As well as giving a talk, I've learnt about much of the nuclear physics research that goes on in Brazil, spanning experimental work, partly carried out at the São Paulo Pelletron, to theoretical stuff, to quite a lot of applied areas, like environmental radiation monitoring and cancer therapy.  All interesting stuff, but I just want to mention one interesting fact that I learned in a talk by Navin, a physicist working at GANIL in France, this morning.  He was talking about Moseley's Law, an empirical relation between the frequencies of X-rays emitted from atoms and the nuclear atomic number.  It did much to cement the Rutherford model of the atom in the earliest days of nuclear physics.  Moseley was British, and worked at Oxford and Manchester in the years preceeding the First World War.  If I remember rightly, there was a plaque dedicated to him outside of one of the lecture theatres in the Clarendon Lab at Oxford.

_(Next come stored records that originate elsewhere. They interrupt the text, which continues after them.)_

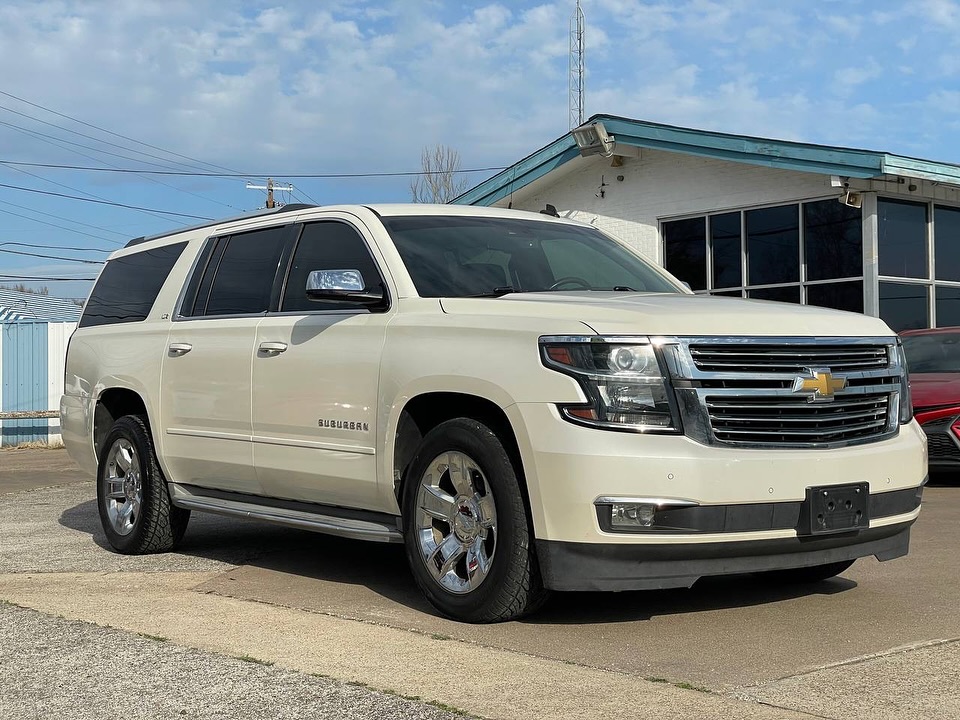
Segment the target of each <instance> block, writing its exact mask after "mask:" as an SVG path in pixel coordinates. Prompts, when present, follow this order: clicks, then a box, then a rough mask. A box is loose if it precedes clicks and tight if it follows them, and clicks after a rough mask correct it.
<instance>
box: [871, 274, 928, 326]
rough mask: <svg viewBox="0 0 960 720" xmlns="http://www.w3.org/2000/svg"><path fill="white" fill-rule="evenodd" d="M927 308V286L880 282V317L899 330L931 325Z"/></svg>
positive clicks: (881, 318) (901, 283)
mask: <svg viewBox="0 0 960 720" xmlns="http://www.w3.org/2000/svg"><path fill="white" fill-rule="evenodd" d="M927 310H928V298H927V286H925V285H908V284H906V283H890V282H881V283H880V318H881V319H882V320H883V321H884V322H886V323H887V325H889V326H890V327H891V328H893V329H894V330H896V331H897V332H899V331H900V330H914V329H916V328H925V327H930V318H929V316H928V314H927Z"/></svg>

I already knew about Moseley's Law, but one thing that Navin mentioned in his talk was news to me.  I did know that Henry Moseley signed up to fight in World War One, and was killed by a sniper in Gallipoli.  The death of anyone is, of course, a personal tragedy to friends and family, but Moseley's death was also a loss to the physics community.  He was a first-class scientist, who would most likely have been considered very seriously for a Nobel prize in the years shortly after his death (they are never awarded posthumously).  What I didn't know was that, apparently, Moseley's death caused the British government to stop sending leading or promising scientists to the front line in wars.  I did not know that this was a policy and that it was caused by this single event.  I wonder if the rule still applies now and how they judge who is sufficiently good not to be conscripted (or even allowed to volunteer).